RB : Le problème est que, avec le règlement actuel, nous avons une exclusivité polluée par le problème de l'étanchéité du réseau. C'est-à-dire qu'avant le 1er octobre 2003, le marché est exclusif à 90 ou 95 %. Cela voulait dire qu'on avait un marché en concurrence intramarque restreinte, pour ne pas dire inexistante. A partir de cette date, l'ensemble des opérateurs, sauf Suzuki et Porsche, ont décidé de faire évoluer leur réseau vers la sélectivité, en supprimant les zones territoriales exclusives et en plaçant leurs réseaux en concurrence intramarque théorique et juridique. Le territoire de tous les contrats de distribution, quelle que soit la marque, c'est l'Europe. Pourquoi le recours à l'exclusivité a-t-il été marginal ? Parce que Monsieur Monti a instauré une dose de poison dans cette exclusivité, en supprimant dans ce cadre le droit de stipuler des clauses d'interdiction de vente à des revendeurs hors réseau dites clauses d'étanchéité. L'exclusivité demeure donc théoriquement possible mais, dans les faits, seul Suzuki a décidé d'y recourir. Pour autant personne ne s'est amusé à vendre des Suzuki, sans avoir le panneau. Parce qu'entre un droit et la possibilité d'en user librement, il y a souvent cette espèce de cadre feutré des relations entre une marque et son distributeur…
PC : Justement, il y a un gentlemen's agreement entre distributeur et constructeur qui consiste à dire, pour le moment, tu ne profites pas des clauses, on ne viendra pas t'embêter. Si tu profites des clauses…
OL : A l'apparition de cette clause, un constructeur avec lequel je travaille a dit, de façon très officielle à son réseau, durant une assemblée de concessionnaires, "le premier qui va s'installer sans mon autorisation, où que ce soit en Europe, je le prendrai comme une déclaration de guerre, et quel que soit le prix, je le tuerai". Cela a obligatoirement limité l'usage de cette clause.
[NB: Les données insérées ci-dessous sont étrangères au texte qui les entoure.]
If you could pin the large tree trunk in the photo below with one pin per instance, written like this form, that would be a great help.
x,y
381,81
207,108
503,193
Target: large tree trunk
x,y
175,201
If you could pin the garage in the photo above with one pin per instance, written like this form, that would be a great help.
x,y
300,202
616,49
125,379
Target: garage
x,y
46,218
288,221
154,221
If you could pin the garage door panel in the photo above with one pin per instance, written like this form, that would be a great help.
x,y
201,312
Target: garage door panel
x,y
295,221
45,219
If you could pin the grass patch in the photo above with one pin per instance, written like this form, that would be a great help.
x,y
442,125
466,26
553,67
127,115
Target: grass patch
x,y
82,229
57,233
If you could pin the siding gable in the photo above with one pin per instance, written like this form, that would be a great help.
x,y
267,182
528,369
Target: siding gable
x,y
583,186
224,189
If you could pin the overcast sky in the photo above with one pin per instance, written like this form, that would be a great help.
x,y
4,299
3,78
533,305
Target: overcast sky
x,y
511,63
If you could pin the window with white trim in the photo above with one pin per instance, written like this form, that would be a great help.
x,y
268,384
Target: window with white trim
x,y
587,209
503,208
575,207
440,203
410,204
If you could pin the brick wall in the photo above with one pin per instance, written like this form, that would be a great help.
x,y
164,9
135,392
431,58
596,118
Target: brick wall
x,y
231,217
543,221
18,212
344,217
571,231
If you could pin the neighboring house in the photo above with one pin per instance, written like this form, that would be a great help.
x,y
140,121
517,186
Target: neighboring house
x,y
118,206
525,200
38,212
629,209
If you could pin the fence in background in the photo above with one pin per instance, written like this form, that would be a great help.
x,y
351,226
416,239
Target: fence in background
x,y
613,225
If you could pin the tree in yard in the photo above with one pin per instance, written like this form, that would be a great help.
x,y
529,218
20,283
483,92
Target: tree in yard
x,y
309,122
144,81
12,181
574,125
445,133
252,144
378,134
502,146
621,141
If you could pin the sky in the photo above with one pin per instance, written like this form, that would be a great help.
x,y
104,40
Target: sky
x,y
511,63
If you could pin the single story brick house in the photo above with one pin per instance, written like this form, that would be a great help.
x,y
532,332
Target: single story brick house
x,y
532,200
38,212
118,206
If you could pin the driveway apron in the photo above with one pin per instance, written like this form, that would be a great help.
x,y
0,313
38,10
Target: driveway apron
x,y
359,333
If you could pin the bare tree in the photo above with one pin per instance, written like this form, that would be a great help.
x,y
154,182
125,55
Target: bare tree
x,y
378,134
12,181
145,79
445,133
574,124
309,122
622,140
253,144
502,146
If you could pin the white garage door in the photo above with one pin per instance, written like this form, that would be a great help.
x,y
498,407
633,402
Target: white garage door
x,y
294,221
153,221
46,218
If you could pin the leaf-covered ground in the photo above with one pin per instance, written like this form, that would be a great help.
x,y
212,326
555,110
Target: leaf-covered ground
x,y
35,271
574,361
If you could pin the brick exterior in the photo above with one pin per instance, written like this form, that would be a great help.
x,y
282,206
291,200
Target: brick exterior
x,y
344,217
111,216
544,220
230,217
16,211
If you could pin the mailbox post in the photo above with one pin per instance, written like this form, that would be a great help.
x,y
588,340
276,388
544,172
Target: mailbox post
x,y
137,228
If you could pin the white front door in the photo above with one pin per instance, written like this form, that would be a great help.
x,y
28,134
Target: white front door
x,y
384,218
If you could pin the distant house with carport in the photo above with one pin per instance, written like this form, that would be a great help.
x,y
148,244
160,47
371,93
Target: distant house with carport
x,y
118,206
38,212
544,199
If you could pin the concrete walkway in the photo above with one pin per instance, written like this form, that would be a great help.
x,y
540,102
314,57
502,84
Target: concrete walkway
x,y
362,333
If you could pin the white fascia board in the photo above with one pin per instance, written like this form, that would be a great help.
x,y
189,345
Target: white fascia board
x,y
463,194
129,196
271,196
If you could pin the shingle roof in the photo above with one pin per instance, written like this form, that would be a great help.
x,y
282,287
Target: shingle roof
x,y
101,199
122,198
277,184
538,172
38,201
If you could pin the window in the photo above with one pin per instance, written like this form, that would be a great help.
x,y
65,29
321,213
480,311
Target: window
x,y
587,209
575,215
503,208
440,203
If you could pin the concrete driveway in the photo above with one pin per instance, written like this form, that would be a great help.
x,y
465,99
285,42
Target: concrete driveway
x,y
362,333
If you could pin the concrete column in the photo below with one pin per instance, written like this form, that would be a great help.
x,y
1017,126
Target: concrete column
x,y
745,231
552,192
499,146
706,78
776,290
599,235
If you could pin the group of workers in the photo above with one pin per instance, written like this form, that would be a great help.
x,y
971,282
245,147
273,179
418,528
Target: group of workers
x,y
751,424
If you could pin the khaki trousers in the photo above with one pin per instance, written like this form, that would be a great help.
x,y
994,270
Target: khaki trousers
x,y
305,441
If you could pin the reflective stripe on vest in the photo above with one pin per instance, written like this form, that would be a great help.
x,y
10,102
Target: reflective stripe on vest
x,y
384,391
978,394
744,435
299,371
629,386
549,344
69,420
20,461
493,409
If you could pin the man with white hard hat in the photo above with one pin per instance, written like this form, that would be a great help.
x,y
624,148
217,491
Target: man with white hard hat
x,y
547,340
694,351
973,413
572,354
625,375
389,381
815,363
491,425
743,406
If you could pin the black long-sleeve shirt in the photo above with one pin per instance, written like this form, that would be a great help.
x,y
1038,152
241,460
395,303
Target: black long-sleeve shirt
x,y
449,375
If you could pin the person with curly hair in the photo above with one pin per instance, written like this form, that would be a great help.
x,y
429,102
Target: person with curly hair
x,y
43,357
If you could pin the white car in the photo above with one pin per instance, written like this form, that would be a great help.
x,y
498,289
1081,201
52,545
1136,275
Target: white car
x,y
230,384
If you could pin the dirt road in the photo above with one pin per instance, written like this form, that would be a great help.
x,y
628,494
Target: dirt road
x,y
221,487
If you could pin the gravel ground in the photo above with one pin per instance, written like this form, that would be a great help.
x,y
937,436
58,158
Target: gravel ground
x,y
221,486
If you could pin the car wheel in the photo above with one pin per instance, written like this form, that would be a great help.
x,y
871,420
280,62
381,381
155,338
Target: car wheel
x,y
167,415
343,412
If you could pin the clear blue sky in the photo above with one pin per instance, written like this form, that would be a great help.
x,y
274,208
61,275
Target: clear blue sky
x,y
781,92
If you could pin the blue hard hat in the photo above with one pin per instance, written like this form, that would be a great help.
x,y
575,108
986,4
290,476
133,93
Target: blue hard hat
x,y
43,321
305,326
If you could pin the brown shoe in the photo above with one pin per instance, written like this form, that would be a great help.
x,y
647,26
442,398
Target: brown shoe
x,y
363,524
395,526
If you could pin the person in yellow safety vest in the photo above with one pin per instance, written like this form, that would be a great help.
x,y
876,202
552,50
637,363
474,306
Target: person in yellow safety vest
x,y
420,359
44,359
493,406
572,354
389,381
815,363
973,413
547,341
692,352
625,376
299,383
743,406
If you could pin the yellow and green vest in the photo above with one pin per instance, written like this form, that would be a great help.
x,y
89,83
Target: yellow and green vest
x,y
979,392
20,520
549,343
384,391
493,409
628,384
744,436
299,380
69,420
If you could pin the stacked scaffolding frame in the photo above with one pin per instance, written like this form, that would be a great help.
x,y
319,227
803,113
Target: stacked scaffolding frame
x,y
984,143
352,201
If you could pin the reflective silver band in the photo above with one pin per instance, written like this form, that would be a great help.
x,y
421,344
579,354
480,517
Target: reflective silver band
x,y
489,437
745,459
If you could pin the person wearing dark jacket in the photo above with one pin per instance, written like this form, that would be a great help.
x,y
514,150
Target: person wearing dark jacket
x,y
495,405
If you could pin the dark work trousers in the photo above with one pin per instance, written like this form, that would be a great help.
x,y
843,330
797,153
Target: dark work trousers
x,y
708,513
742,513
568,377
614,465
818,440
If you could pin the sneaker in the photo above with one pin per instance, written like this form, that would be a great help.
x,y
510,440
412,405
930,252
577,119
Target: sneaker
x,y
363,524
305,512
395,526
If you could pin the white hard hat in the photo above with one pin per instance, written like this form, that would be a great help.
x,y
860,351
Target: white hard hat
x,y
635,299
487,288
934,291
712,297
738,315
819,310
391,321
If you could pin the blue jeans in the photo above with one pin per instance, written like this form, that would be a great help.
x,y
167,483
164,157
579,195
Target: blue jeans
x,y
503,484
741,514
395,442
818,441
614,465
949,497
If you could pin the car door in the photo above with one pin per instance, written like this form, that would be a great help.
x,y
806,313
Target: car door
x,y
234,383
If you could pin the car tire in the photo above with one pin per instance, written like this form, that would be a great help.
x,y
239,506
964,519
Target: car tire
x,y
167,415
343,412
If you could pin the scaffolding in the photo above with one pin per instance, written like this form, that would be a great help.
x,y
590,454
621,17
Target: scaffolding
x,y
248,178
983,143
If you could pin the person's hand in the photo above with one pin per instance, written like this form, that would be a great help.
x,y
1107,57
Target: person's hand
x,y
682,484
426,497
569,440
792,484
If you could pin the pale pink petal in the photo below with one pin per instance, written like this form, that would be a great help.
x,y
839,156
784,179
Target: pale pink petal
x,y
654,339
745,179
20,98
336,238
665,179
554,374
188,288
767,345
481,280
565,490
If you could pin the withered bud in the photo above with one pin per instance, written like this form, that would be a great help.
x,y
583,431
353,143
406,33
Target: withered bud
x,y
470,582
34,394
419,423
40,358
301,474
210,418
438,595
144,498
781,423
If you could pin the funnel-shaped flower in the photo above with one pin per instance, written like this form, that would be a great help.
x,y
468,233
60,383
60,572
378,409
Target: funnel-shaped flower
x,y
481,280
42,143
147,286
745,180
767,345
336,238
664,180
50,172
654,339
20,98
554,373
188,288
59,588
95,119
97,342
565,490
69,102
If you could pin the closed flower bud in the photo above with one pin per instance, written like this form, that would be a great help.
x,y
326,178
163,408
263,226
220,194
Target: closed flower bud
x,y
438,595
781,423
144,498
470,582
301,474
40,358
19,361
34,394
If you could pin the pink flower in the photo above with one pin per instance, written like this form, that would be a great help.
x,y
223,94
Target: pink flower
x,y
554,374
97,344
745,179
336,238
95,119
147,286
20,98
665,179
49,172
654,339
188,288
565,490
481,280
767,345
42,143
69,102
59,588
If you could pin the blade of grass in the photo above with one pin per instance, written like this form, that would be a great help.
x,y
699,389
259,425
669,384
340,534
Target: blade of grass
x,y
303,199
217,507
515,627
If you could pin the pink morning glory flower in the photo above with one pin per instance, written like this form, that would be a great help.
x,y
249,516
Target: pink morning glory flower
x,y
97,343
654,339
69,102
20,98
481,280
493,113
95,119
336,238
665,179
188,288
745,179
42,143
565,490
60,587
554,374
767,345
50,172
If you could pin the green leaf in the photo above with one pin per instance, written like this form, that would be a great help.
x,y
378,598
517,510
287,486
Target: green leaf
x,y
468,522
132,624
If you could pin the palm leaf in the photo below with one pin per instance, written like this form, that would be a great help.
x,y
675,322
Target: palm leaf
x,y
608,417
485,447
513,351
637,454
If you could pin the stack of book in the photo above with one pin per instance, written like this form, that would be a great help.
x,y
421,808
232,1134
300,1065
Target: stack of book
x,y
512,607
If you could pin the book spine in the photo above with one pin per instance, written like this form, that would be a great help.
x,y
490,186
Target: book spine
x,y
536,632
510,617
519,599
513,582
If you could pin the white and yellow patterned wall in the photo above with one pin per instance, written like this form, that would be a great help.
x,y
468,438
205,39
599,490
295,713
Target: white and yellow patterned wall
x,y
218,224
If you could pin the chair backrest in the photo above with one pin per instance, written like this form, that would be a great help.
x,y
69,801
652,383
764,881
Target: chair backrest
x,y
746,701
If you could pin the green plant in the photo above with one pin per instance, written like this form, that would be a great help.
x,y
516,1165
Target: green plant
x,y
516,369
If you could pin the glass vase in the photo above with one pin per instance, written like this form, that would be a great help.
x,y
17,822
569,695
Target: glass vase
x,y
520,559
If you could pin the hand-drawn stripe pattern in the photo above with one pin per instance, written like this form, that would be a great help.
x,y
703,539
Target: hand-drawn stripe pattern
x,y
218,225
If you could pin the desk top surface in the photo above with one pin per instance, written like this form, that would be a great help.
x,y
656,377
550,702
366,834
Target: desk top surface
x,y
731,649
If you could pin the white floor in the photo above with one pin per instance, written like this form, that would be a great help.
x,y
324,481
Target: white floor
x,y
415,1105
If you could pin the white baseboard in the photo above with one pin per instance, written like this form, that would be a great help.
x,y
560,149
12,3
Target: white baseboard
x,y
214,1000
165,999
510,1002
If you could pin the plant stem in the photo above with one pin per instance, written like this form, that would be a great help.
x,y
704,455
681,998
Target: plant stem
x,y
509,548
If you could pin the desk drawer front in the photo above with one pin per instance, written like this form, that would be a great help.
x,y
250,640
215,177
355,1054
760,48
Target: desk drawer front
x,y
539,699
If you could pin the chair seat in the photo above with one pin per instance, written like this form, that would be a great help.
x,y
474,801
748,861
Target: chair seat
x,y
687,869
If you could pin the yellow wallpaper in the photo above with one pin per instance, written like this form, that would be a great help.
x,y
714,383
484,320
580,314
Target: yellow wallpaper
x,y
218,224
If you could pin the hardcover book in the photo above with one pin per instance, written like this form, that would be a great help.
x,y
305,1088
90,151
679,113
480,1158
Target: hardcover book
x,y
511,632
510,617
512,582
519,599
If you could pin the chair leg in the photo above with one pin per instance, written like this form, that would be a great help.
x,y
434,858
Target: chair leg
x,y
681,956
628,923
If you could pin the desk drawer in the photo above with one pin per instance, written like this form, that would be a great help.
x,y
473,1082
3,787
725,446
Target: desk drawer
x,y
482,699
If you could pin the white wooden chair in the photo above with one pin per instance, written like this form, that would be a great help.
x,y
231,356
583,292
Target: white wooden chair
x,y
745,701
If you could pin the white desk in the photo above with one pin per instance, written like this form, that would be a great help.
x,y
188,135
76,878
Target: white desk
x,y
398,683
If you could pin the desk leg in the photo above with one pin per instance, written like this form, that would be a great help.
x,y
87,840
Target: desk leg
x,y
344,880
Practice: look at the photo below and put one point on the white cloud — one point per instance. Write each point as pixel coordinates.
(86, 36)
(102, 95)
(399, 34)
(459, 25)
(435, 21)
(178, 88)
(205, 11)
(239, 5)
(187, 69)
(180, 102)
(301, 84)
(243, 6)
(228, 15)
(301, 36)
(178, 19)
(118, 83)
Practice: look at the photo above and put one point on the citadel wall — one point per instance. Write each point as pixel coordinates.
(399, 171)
Je ne crois pas qu'on ait un intérêt à être en guerre avec les constructeurs, mais au contraire en harmonie. Mais pour avoir cette relation harmonieuse, il faut une relation plus équilibrée que ce qu'elle n'est aujourd'hui.
OG : J'ai l'impression que le système s'est autorégulé. Je n'ai pas vraiment le sentiment que les constructeurs aient eu la volonté de faire obstacle à cette clause de façon plus ou moins sournoise, mais au contraire qu'elle existait sans toutefois être vraiment utilisée. Notamment parce que ce n'est pas toujours évident de la mettre en application, dans les grandes agglomérations à cause des coûts de l'immobilier élevés.
LFK : Quand vous avez des réseaux multimarques avec des distributeurs qui se croisent, il s'opère, en effet, une sorte d'autorégulation. Car les distributeurs sont forcément vigilants sur ce qu'il se passe sur leur territoire. Si un distributeur Kia met des véhicules sur un site d'une autre marque en face d'un distributeur agréé, il nous appellera dans la seconde qui suit pour nous le signifier. D'ailleurs, avant de nous appeler, il contactera l'autre concessionnaire pour lui dire sa façon de penser. Donc la régulation s'est faite par les constructeurs évidemment, mais aussi par les réseaux de distribution.
RB : A la différence près que si les distributeurs se régulent entre eux et se prémunissent d'un cannibalisme concurrentiel, c'est bien connu : trop de concurrence tue la concurrence. Quand c'est le constructeur qui interdit à son distributeur, là c'est une pratique carrément illicite.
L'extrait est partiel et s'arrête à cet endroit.